Kimberly Harrington exposes some deep uncomfortable feelings about the faces of successful women and the implications thereof.
The Effortless White Woman is successful both personally and professionally. The Effortless White Woman is married, usually to a white man. The Effortless White Woman is a mother — she is not too barren or too busy with work to fulfill her feminine obligations — yet her children seem to raise themselves, to self-maintain, like potted cactuses. The EWW does not raise children—she enjoys them, is fulfilled by them. The EWW ponders her children, with great regret, as she goes off to work. The Effortless White Woman makes a kajillion dollars at work, so she must not ponder her children that much, because, unlike most women , her earning potential has not been compromised by them. The Effortless White Woman also enjoys and is fulfilled by her career. In between the time spent maintaining her children and her marriage and her job — this amounts, somehow, to endless free time — the Effortless White Woman finds ways to enjoy and fulfill herself.
Ever since we heard about that fatal 53 percent of white women who cast their votes for Trump, the public has been primed to see idealized, wealthy white femininity as the handmaiden of oppression. That bitter recognition has led to public outrage at all sorts of women, whether it be Louise Linton posing with a sheet of dollar bills, Taylor Swift conspicuously refusing to call out her Nazi fans , or, yes, Gwyneth Paltrow herself. Betsy DeVos just got her yacht set loose to wander the Ohio waterways. It’s rough out there.
the anger at the Effortless White Woman strikes at something deeper than the politics of the moment. It’s about womanhood, and about rejecting any vision of the world in which being a woman is easy. “Female anger” is almost a cliché these days, but it is safe to say that, since at least 2016, formerly apolitical women have come smack up against the brutality and unfairness that misogyny entails, the system that keeps them subject to violence and career derailment and the casual, daily diminution of their personhood at the hands of men. It’s become increasingly clear that life as a woman is dirty, stressful, unglamorous business, and to think that you can rise above with a little meditation and a juice cleanse has become laughable. When you live in a garbage dump, no amount of detoxing gets you clean.
The poreless glamour of a Gwyneth or an Ivanka seems more and more like a lie, and a harmful one, meant to indoctrinate us into the idea that everything could be easy if there weren’t something wrong with us. The woman I wanted to be, all those years ago, was just a mirror image of everything I disliked about myself — a deferred way of calling myself uptight, dirty, fat, ugly, lazy, poor. She represented, most of all, the idea that my unhappiness was my own fault, and that I could escape it if I would only transform myself into someone worthy of contentment.

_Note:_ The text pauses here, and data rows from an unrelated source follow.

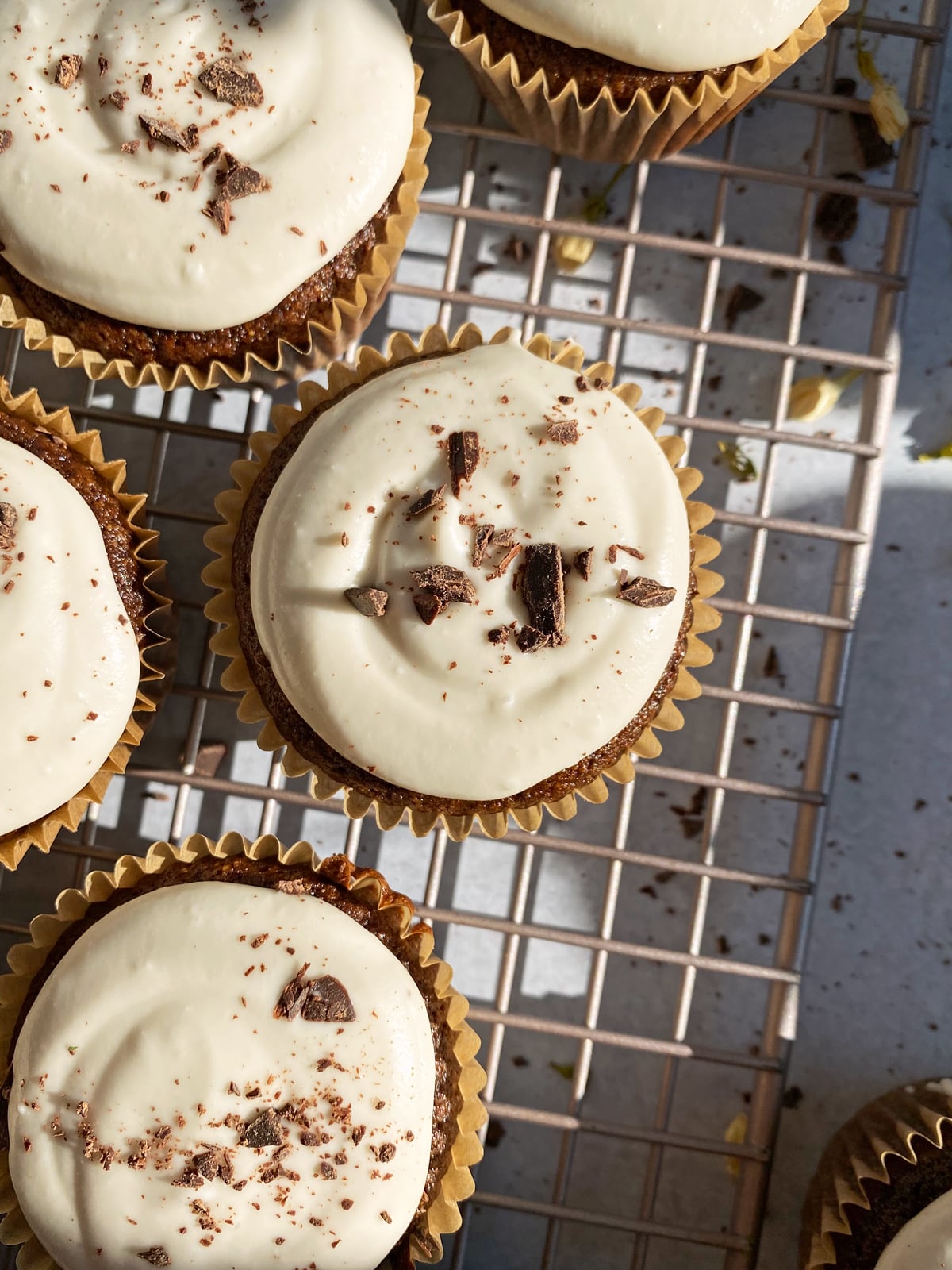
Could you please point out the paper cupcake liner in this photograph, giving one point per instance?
(351, 315)
(156, 653)
(900, 1124)
(221, 609)
(602, 131)
(25, 960)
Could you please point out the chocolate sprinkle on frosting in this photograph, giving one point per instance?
(232, 83)
(463, 456)
(647, 594)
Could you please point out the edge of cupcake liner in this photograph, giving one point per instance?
(156, 654)
(857, 1153)
(349, 317)
(221, 609)
(25, 960)
(602, 131)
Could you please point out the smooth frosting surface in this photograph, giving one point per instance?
(88, 221)
(162, 1018)
(69, 653)
(438, 708)
(923, 1244)
(668, 36)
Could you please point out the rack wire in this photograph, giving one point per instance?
(635, 972)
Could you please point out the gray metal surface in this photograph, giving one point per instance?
(635, 972)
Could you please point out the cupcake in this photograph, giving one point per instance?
(192, 190)
(294, 1086)
(628, 80)
(882, 1194)
(83, 624)
(463, 582)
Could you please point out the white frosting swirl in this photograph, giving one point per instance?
(67, 649)
(923, 1244)
(668, 36)
(440, 709)
(84, 220)
(163, 1015)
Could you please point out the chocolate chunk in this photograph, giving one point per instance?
(583, 563)
(370, 601)
(67, 70)
(156, 1257)
(543, 590)
(429, 607)
(328, 1003)
(463, 457)
(232, 83)
(647, 594)
(264, 1130)
(8, 526)
(452, 586)
(168, 133)
(484, 537)
(428, 502)
(565, 432)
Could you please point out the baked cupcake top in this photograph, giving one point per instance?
(190, 165)
(67, 647)
(267, 1099)
(670, 36)
(471, 572)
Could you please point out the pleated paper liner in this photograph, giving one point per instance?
(351, 315)
(221, 609)
(895, 1130)
(25, 959)
(644, 130)
(156, 652)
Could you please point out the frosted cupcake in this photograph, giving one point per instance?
(206, 190)
(465, 584)
(628, 79)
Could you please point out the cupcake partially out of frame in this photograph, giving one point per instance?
(628, 79)
(463, 582)
(294, 1086)
(192, 192)
(882, 1194)
(84, 626)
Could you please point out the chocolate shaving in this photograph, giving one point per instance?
(264, 1130)
(452, 586)
(484, 537)
(543, 590)
(428, 502)
(8, 526)
(228, 82)
(164, 133)
(370, 601)
(583, 563)
(647, 594)
(463, 457)
(67, 70)
(565, 432)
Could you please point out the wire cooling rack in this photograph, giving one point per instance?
(635, 972)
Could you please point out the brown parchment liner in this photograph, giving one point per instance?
(349, 317)
(25, 959)
(155, 653)
(888, 1127)
(221, 609)
(644, 130)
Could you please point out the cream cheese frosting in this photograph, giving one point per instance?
(67, 649)
(670, 36)
(440, 709)
(155, 1041)
(923, 1244)
(124, 233)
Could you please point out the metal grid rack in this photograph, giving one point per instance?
(635, 972)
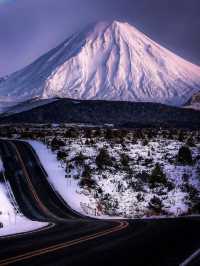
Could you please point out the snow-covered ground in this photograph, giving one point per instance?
(120, 190)
(68, 188)
(13, 222)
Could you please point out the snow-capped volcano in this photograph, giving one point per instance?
(107, 61)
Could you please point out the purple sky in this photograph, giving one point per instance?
(28, 28)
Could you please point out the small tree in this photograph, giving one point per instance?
(103, 159)
(86, 179)
(156, 204)
(157, 176)
(61, 155)
(124, 159)
(184, 156)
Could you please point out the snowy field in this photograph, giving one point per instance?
(13, 222)
(124, 186)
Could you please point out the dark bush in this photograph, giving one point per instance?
(184, 156)
(124, 159)
(157, 177)
(61, 155)
(156, 204)
(103, 159)
(57, 143)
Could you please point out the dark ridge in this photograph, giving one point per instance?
(122, 114)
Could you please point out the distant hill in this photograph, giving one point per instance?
(128, 114)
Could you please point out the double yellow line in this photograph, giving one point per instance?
(32, 189)
(121, 225)
(28, 255)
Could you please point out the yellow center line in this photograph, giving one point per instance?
(31, 185)
(28, 255)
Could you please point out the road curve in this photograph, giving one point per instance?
(78, 240)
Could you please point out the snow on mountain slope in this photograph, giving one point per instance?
(194, 102)
(110, 61)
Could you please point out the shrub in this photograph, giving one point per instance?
(86, 179)
(61, 155)
(124, 159)
(87, 172)
(79, 159)
(157, 176)
(103, 159)
(190, 142)
(184, 156)
(72, 133)
(156, 204)
(57, 143)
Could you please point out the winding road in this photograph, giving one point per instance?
(73, 239)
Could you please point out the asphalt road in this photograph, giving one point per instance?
(71, 239)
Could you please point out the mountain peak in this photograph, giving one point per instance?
(106, 61)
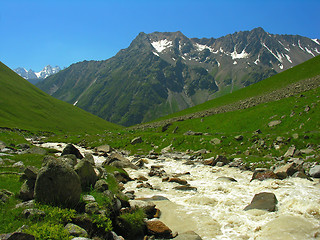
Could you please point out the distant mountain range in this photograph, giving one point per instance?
(164, 72)
(33, 76)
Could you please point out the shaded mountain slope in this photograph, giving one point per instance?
(25, 106)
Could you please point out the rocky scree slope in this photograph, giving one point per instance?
(162, 73)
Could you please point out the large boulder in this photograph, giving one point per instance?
(119, 161)
(315, 171)
(58, 184)
(286, 170)
(190, 235)
(70, 149)
(147, 206)
(101, 185)
(263, 201)
(87, 174)
(263, 175)
(158, 229)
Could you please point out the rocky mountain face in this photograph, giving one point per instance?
(33, 76)
(161, 73)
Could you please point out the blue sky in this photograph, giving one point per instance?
(35, 33)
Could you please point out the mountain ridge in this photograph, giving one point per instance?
(162, 72)
(33, 76)
(24, 106)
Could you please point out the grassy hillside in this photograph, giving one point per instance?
(305, 70)
(22, 105)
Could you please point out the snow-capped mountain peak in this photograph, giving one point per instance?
(46, 72)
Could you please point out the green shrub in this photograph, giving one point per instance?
(132, 224)
(48, 231)
(57, 215)
(102, 221)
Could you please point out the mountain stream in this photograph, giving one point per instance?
(215, 209)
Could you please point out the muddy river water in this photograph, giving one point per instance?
(215, 209)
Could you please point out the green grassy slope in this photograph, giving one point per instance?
(305, 70)
(22, 105)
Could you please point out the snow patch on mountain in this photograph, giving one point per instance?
(236, 55)
(162, 45)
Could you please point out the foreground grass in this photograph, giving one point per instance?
(308, 69)
(25, 106)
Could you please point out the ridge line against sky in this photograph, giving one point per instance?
(36, 33)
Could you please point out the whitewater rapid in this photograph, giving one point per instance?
(215, 209)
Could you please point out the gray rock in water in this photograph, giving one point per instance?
(101, 186)
(88, 157)
(69, 159)
(190, 235)
(27, 190)
(58, 184)
(81, 238)
(87, 174)
(104, 149)
(20, 236)
(290, 152)
(215, 141)
(263, 201)
(238, 137)
(315, 171)
(19, 164)
(33, 212)
(119, 161)
(5, 195)
(70, 149)
(136, 140)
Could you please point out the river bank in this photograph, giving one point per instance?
(213, 206)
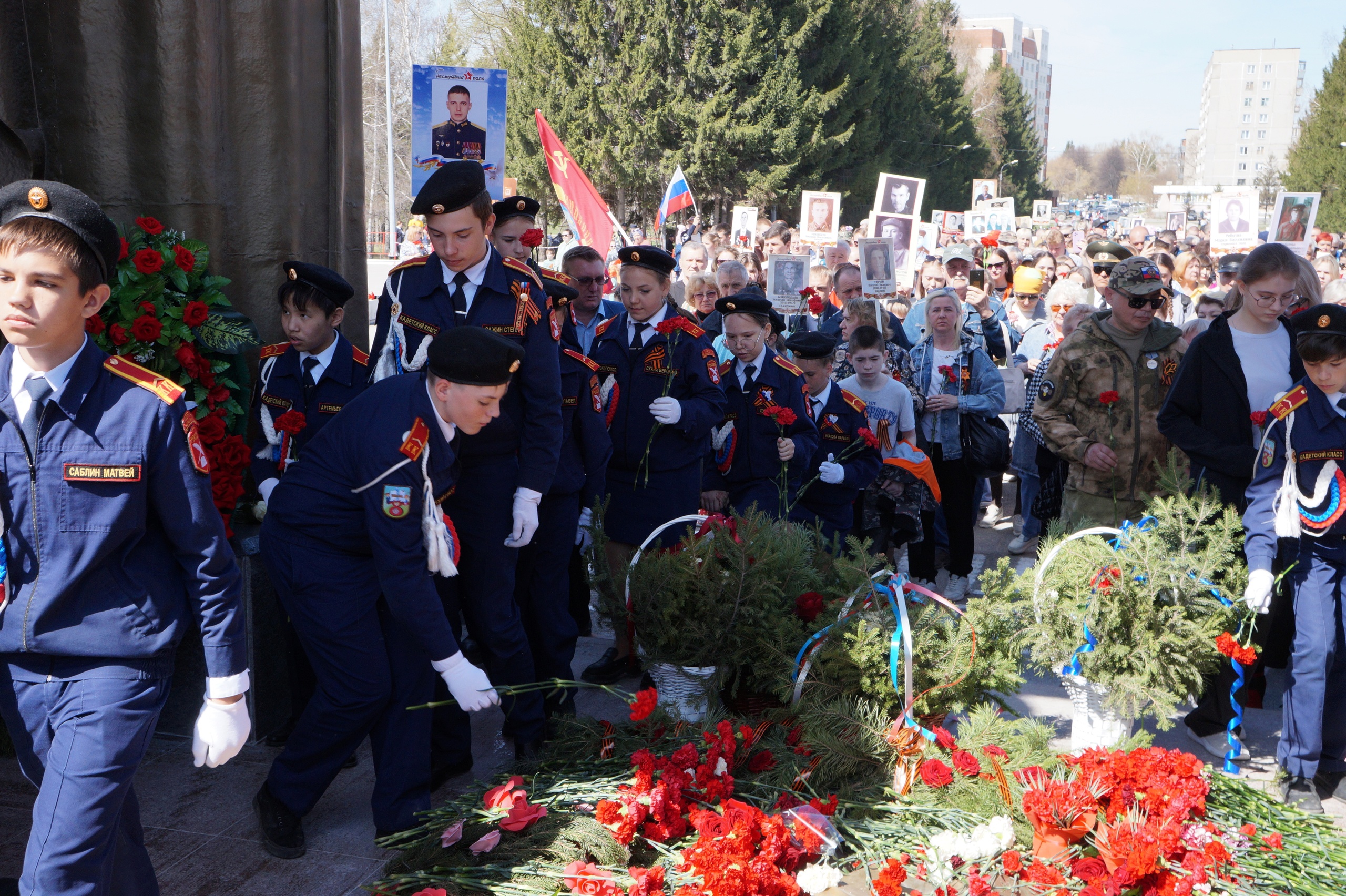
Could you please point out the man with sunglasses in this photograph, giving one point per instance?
(1099, 404)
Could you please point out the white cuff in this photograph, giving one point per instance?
(228, 685)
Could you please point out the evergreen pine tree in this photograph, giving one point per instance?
(1318, 160)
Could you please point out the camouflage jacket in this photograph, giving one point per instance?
(1072, 415)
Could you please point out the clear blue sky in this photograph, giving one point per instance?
(1147, 59)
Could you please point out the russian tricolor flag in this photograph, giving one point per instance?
(677, 197)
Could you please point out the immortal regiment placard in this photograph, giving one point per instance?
(1233, 216)
(1292, 218)
(458, 114)
(785, 278)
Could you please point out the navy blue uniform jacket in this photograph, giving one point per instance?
(280, 386)
(314, 505)
(629, 385)
(114, 540)
(754, 454)
(839, 423)
(512, 303)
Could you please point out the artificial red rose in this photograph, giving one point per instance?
(194, 314)
(183, 259)
(965, 763)
(934, 774)
(148, 261)
(808, 606)
(146, 329)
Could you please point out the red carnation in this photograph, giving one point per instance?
(936, 774)
(146, 329)
(808, 606)
(148, 261)
(183, 259)
(194, 314)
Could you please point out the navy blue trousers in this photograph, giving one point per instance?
(80, 742)
(482, 594)
(369, 670)
(1314, 716)
(543, 591)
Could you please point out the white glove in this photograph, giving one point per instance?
(1258, 595)
(667, 411)
(525, 517)
(466, 683)
(583, 537)
(220, 734)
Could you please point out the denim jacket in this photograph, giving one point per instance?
(986, 393)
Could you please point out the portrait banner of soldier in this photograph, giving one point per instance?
(458, 114)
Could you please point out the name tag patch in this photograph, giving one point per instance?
(103, 473)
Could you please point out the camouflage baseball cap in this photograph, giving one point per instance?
(1136, 276)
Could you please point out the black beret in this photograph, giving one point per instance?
(451, 187)
(650, 257)
(325, 280)
(743, 303)
(473, 357)
(66, 206)
(516, 206)
(812, 346)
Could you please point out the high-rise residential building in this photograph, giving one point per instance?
(1021, 49)
(1251, 107)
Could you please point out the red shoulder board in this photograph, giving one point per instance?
(583, 360)
(410, 263)
(515, 264)
(1290, 401)
(167, 391)
(854, 400)
(416, 439)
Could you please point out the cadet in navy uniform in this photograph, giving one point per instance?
(108, 502)
(543, 575)
(839, 416)
(508, 467)
(353, 540)
(650, 377)
(745, 469)
(1309, 505)
(310, 379)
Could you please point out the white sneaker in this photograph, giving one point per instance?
(1216, 745)
(991, 517)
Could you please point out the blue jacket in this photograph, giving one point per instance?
(315, 505)
(280, 386)
(839, 422)
(984, 393)
(512, 303)
(112, 535)
(629, 385)
(586, 446)
(751, 452)
(1317, 437)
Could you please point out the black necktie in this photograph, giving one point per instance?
(458, 297)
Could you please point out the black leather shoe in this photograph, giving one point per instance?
(439, 774)
(610, 669)
(282, 830)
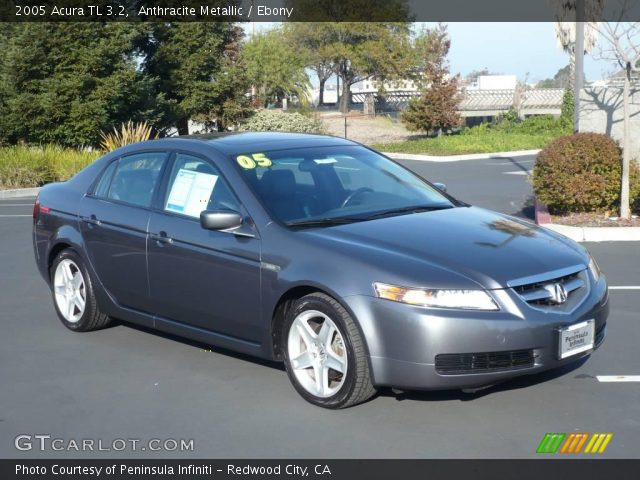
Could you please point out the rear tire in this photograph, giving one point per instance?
(324, 353)
(73, 295)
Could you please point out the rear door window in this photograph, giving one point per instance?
(135, 178)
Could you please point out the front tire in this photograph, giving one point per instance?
(73, 295)
(325, 355)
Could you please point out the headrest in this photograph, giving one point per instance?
(278, 183)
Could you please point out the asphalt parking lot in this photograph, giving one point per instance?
(125, 382)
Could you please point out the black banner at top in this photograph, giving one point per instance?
(319, 10)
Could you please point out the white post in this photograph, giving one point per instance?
(579, 64)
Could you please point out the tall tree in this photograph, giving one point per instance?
(621, 44)
(276, 67)
(193, 65)
(310, 37)
(65, 82)
(362, 51)
(437, 108)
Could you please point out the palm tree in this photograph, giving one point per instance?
(566, 39)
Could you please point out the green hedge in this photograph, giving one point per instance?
(272, 121)
(24, 167)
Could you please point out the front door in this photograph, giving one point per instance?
(204, 278)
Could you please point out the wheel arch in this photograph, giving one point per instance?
(284, 304)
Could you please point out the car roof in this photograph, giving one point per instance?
(232, 143)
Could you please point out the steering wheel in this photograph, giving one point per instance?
(354, 194)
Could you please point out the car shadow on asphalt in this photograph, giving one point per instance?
(204, 346)
(517, 383)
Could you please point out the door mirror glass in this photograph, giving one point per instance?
(220, 219)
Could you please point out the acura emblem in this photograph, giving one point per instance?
(557, 293)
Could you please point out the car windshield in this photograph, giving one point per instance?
(331, 185)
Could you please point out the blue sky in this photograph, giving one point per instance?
(515, 48)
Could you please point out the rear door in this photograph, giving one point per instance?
(114, 220)
(204, 278)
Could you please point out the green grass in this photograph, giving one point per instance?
(488, 142)
(24, 167)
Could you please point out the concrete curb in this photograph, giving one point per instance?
(597, 234)
(586, 234)
(458, 158)
(19, 192)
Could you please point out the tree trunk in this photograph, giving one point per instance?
(626, 147)
(572, 69)
(183, 126)
(345, 97)
(321, 92)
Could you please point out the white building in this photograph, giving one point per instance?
(494, 82)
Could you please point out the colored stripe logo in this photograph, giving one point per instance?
(574, 443)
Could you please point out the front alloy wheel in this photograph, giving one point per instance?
(325, 354)
(317, 353)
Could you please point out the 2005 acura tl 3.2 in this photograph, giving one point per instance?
(321, 253)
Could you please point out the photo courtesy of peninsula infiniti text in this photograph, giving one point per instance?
(318, 252)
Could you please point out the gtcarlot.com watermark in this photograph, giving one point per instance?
(49, 443)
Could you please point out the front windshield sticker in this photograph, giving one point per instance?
(321, 161)
(254, 160)
(190, 192)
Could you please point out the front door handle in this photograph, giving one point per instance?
(161, 238)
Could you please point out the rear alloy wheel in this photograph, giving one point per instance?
(73, 294)
(324, 353)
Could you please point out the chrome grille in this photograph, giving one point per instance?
(542, 294)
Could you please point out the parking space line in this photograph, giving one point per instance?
(618, 378)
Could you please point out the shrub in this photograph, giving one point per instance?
(270, 121)
(23, 167)
(582, 173)
(129, 133)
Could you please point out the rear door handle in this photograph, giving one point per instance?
(92, 220)
(161, 238)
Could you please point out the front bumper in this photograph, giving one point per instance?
(403, 340)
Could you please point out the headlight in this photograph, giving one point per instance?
(595, 270)
(463, 299)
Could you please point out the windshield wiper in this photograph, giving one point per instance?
(403, 210)
(324, 222)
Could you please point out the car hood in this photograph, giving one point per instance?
(488, 248)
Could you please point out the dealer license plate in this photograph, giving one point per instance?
(576, 338)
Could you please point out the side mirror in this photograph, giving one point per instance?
(220, 219)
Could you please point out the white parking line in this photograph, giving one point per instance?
(618, 378)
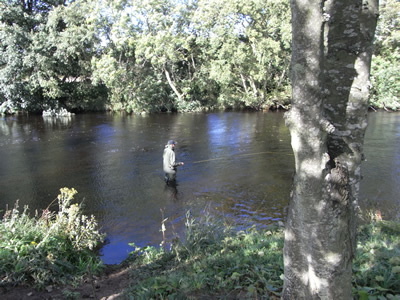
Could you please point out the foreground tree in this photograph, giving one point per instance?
(332, 49)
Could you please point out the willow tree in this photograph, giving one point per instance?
(332, 47)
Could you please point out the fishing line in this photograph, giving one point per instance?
(240, 155)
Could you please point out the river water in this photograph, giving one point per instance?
(238, 165)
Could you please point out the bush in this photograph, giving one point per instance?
(376, 270)
(54, 248)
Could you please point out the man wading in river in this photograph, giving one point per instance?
(169, 163)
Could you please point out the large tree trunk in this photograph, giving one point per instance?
(332, 42)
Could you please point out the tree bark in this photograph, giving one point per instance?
(332, 49)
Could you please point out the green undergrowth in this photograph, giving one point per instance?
(217, 262)
(376, 269)
(212, 260)
(49, 249)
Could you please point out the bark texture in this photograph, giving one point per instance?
(331, 54)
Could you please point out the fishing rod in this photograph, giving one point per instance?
(245, 154)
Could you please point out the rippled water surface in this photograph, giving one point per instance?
(238, 165)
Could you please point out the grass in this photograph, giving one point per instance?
(212, 260)
(215, 261)
(53, 248)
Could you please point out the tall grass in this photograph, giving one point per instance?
(51, 248)
(214, 261)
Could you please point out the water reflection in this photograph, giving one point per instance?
(238, 165)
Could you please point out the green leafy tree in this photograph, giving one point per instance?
(45, 54)
(248, 48)
(386, 60)
(19, 22)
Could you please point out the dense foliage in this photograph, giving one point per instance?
(386, 61)
(53, 248)
(161, 55)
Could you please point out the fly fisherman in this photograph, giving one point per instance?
(169, 163)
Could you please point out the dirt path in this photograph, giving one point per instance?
(108, 286)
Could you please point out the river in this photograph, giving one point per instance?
(238, 165)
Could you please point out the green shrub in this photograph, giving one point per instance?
(53, 248)
(376, 269)
(211, 260)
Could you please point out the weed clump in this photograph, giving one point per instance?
(212, 260)
(376, 269)
(216, 261)
(53, 248)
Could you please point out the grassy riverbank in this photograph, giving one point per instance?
(212, 261)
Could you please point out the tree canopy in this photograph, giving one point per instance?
(164, 55)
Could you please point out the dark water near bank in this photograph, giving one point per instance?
(238, 165)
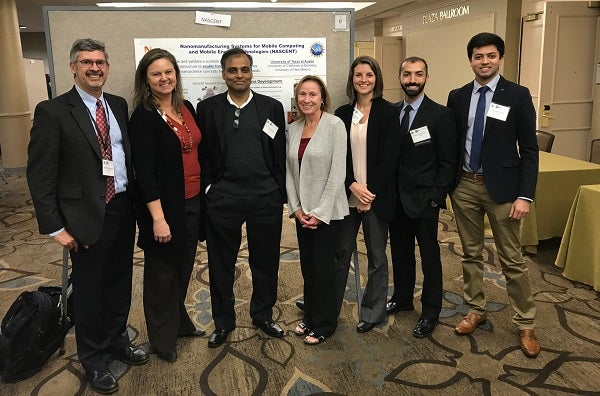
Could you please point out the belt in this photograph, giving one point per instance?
(476, 177)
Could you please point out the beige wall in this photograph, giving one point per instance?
(442, 41)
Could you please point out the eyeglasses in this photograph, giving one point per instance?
(87, 63)
(236, 122)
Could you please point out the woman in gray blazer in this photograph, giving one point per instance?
(315, 174)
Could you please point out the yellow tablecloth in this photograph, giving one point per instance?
(579, 252)
(558, 180)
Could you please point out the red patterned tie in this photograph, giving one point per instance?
(105, 146)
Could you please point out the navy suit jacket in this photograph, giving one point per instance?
(64, 168)
(211, 115)
(383, 141)
(427, 170)
(509, 153)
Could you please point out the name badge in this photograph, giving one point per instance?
(108, 168)
(270, 129)
(420, 135)
(357, 116)
(498, 112)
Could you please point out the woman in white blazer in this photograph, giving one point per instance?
(315, 174)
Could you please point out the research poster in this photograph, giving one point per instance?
(278, 63)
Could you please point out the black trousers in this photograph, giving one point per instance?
(225, 217)
(166, 281)
(403, 231)
(317, 261)
(102, 276)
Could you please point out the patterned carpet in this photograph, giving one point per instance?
(385, 361)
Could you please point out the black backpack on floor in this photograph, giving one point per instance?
(32, 330)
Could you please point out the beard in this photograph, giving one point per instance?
(412, 93)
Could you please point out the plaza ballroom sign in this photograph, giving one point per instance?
(446, 14)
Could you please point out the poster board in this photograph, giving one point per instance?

if there is any lasting value in this moment — and I think there is — it comes down to the fact that women are rejecting the idea that happiness is an individual responsibility, or that we should aspire to inner peace when the outer world is a catastrophe. Women will be happy when we live in a world that supports women. It’s not individual effort, but collective protest, that will bring that world into being.